エーレの情報伝達がミスったわけはないだろうし、王国軍が強行したのか。まぁ、気になる。
というのも、辺境伯であるエーレならまだしも、王国軍という王族の命で動いている軍隊は、王族の代理としての力を一時的に持つ。
そんな輩がライゼたちに興味を持った場合、厄介だ。遠くに離れていればいいが、ここは領都にとても近い。
「……ライゼ様、どう致しますか?」
トレーネもその可能性に思い当たっていたらしい。
ライゼは書いていた手紙を丸めて糸で括り、封をしながら、どうでもよさそうに首を振った。
「予定通りここに泊まるよ。今、動くのもあれだし、明日の日が昇る前に出れば良いと思う。情報交換とか今後の方針とか、さっさと決めたいしね」
「……確かにそうですね」
トレーネがゆっくりと頷くのを尻目に、ライゼはレーラーからパクった召喚用の召喚陣を使って、カラス似の召喚獣を呼び出す。
まぁ、レーラーなら召喚陣なしでも召喚獣を呼べるため、パクっても問題なかったりする。
そしてライゼは呼び出したカラス似の召喚獣の足に先程封をした手紙を括りつける。
この召喚獣は手紙を配達する専用の召喚獣だ。適当に手紙を持たせても絶対に手紙を落とす事はない。なので、専用の筒を召喚獣に付ける必要はなかったりする。
それからライゼは、部屋の窓まで歩き、扉を開けた。
そこからカラス似の召喚獣は飛び立った。カラス似だから、夕日に向かって飛んでいく姿は本当にカラスに見える。七つの子が頭に流れる。
トレーネはライゼが誰に手紙を送ったのか疑問を持っている様子だったが、ひとまずはベッドの上に広げた物資を種類別に別け、それを種類別に別けてある魔法袋に丁寧にいれていた。
ここに来るまでの数時間で教えたことをキチンと覚えていたらしい。
まぁ、それぐらいしかまだ情報交換はしていないのだが。
召喚獣が夕日に飲まれて見えなくなったのを確認したライゼは、“空鞄”を取り出して、中から地図やら、また幾つかの紙と二本のペンを取り出した。

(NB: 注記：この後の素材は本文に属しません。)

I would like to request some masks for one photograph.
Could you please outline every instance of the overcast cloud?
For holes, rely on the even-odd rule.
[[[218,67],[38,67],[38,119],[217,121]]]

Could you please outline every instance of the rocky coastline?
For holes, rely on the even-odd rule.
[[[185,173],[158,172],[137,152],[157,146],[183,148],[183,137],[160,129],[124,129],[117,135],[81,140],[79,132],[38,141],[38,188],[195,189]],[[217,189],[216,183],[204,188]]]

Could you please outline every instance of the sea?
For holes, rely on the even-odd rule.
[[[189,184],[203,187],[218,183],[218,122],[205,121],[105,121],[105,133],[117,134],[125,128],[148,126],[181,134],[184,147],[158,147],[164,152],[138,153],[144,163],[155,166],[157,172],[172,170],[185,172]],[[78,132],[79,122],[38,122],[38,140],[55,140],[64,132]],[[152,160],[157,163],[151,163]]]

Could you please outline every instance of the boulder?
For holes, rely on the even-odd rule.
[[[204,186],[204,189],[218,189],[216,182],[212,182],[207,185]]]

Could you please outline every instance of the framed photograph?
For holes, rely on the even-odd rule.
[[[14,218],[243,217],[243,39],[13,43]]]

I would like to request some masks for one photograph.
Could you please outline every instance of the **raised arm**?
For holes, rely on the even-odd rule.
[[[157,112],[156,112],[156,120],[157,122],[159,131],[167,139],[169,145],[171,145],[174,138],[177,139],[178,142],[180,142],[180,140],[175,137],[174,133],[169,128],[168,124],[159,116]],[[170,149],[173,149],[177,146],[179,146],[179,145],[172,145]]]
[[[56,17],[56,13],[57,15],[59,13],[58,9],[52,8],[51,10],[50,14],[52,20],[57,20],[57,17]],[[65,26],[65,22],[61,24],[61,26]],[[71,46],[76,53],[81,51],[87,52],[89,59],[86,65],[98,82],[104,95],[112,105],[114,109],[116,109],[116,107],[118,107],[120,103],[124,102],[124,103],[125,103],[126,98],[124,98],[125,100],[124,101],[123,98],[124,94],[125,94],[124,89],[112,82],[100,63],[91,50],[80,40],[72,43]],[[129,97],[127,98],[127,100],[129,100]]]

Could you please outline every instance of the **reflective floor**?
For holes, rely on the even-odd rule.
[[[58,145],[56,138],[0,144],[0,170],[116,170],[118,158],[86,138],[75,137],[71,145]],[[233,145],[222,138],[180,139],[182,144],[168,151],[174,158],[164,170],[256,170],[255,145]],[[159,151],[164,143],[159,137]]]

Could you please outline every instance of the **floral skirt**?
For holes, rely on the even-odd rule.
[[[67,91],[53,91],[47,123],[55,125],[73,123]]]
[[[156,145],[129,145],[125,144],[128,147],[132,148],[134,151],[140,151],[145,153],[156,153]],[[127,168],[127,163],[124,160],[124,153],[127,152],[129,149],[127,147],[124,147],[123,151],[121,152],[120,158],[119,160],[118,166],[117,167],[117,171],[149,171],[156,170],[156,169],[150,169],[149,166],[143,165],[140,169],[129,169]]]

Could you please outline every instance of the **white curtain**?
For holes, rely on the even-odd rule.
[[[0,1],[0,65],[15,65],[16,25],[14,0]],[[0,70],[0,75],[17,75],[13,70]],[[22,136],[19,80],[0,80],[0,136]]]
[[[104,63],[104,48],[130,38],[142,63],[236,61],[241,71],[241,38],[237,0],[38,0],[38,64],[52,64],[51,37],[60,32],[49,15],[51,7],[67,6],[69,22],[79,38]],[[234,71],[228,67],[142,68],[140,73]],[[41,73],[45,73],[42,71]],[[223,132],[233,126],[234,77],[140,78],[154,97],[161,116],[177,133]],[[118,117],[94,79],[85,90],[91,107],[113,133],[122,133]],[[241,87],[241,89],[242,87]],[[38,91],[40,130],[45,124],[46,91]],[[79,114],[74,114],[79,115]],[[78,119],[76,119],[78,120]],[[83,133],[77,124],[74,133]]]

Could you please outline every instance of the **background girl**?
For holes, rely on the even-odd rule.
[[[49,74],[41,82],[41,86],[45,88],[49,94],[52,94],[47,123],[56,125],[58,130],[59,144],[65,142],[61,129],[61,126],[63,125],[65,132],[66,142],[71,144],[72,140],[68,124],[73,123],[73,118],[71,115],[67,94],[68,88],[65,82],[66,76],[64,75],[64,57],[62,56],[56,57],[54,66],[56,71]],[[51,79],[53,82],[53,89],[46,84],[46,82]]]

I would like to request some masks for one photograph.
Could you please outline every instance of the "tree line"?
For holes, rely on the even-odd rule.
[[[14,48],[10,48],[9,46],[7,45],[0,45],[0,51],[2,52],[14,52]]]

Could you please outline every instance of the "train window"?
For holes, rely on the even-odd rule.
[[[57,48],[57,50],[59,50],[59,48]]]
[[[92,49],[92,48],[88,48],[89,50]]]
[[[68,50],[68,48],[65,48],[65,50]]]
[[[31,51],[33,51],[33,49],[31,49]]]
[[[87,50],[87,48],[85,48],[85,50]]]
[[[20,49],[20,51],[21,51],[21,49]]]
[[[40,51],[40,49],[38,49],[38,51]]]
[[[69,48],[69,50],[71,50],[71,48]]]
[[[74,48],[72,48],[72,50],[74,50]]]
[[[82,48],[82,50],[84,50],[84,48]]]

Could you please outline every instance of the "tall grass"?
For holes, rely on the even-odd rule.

丁度、そのころにはトレーネが荷物の整理を終えていて、ライゼはそんなトレーネに数枚の紙とペンを渡した。
それから、ベッドの上に胡坐を掻いて座り、そこに地図を広げた。ウォーリアズ王国の地図とファッケル大陸の地図である。
「トレーネも座って」
「……わかりました」
そして、トレーネはベッドの上に座った。胡坐のライゼとは違い、お淑やかな座り方だった。足を横に流す座り方だった。名前は忘れた。